The expansion of the home rental market is one of the primary planks of Beijing’s effort to improve China’s housing situation, alongside various market control policies and trials of joint property rights.

The Chinese government is now pushing for the increased use of REIT’s to spur the growth of the home rental market, having just approved China’s first long-term rental apartment REIT in the form of the “Xinpai Apartment Rights Model Housing Entrusted Asset Special Support Plan” (新派公寓权益型房托资产支持专项计划) as well as the first central state-owned enterprise home leasing REIT in the form of the “Zhonglian Qianhai Kaiyuan Poly Real Estate Rental Home No. 1 Asset Special Support Plan” (中联前海开源-保利地产租赁住房一号资产支持专项计划”).

The approval of these two REIT’s is expected to make a key contribution to efforts to standardise publicly offered REIT’s in China, as well as drive long-term growth the home rental sector.

Economic Information Daily now reports that a number of other home leasing companies are planning to launch REIT’s of their own, and anticipate garnering approval in the near-term.

Zhou Yisheng (周以升), specialist consultant to the Asset Management Association of China, said to Economic Information Daily that the rental apartment market has the potential to reach several trillion yuan in scope, and that asset securitisation in the form of REIT’s could serve as a key means for expanding financing channels for the sector as well as cutting down on capital costs.

According to Zhou the use of REIT’s could enable home leasing companies to invigorate their asset stock, reduce debt ratios and optimise balance sheets, as well as greatly raise the active participation of private enterprise in the rental market, and abet the implementation of Beijing’s mandate that “homes are for occupation not speculation.”

China’s policymakers believe that the success of REIT’s in developed economies such as the US, where they account for 33% of all commercial property financing, bodes well for their deployment domestically.

Beijing first launched research into REIT’s over a decade in 2006, culminating in the launch of several privately offered REIT’s and REIT-type products over the past several years.

China has yet to form its own mature REIT system, however, or engage in true standardisation of publicly offered REIT products.
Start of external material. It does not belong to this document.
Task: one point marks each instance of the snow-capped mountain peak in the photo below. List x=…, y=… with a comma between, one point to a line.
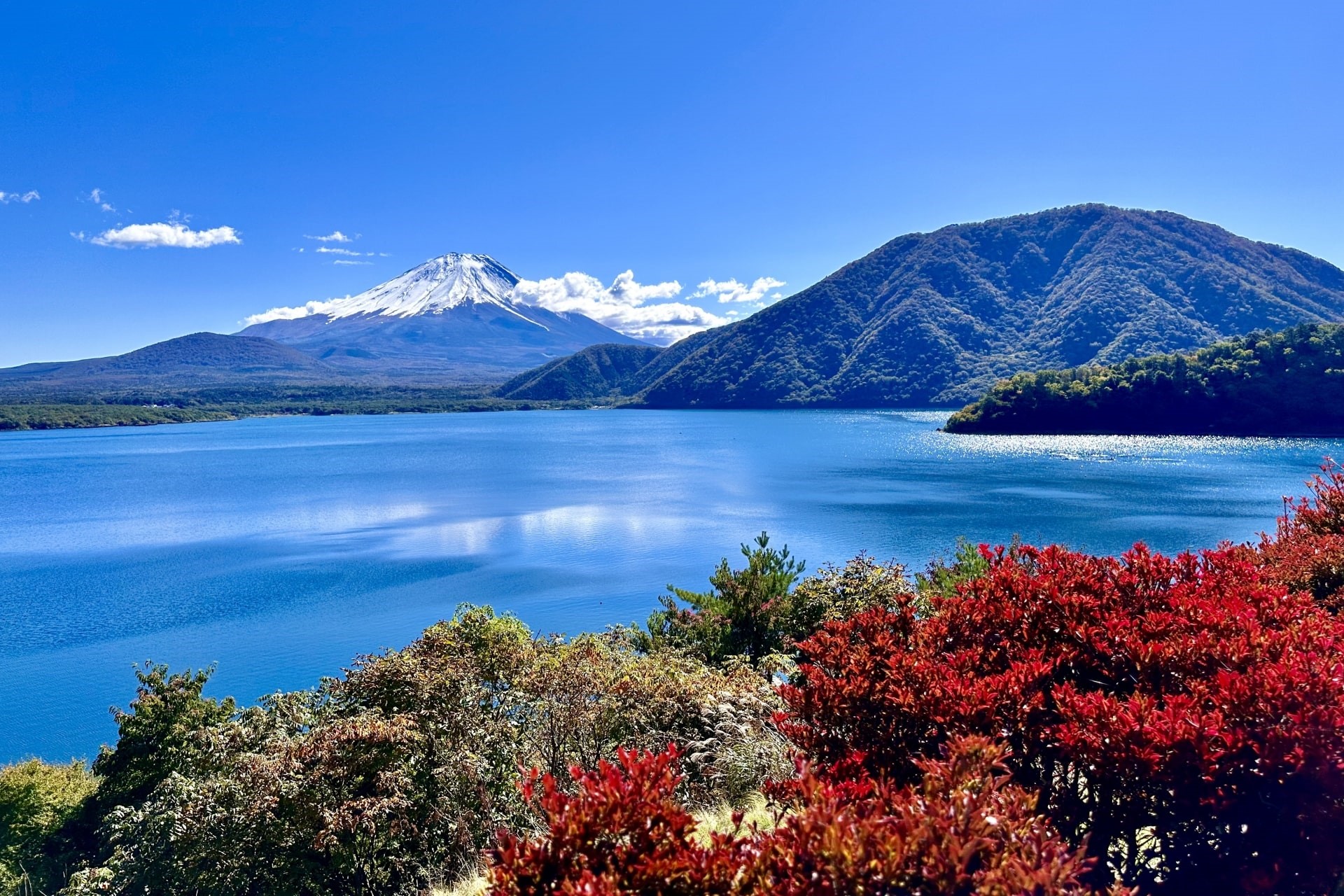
x=440, y=284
The commercial property sector, as with much of the Chinese economy, remains almost wholly dependent upon bank loans for financing.
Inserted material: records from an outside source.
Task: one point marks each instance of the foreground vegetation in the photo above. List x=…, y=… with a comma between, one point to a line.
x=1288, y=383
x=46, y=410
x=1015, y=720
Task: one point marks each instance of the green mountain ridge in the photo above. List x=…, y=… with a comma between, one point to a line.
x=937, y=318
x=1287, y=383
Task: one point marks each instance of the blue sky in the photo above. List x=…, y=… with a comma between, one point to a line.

Since the start of the year, however, real estate developers have made increasing use of asset securitisation to obtain financing.

Data from the China Asset Back Securities website (中国资产证券化分析网) indicates that a total of 12 REIT’s were launched during the first ten months of 2017.

Industry observers nonetheless point out that there remain certain impediments to the growth of rental home REIT’s in China, chief amongst them low rates of return on the home rental market, which tarnishes their appeal in comparison to other financial products.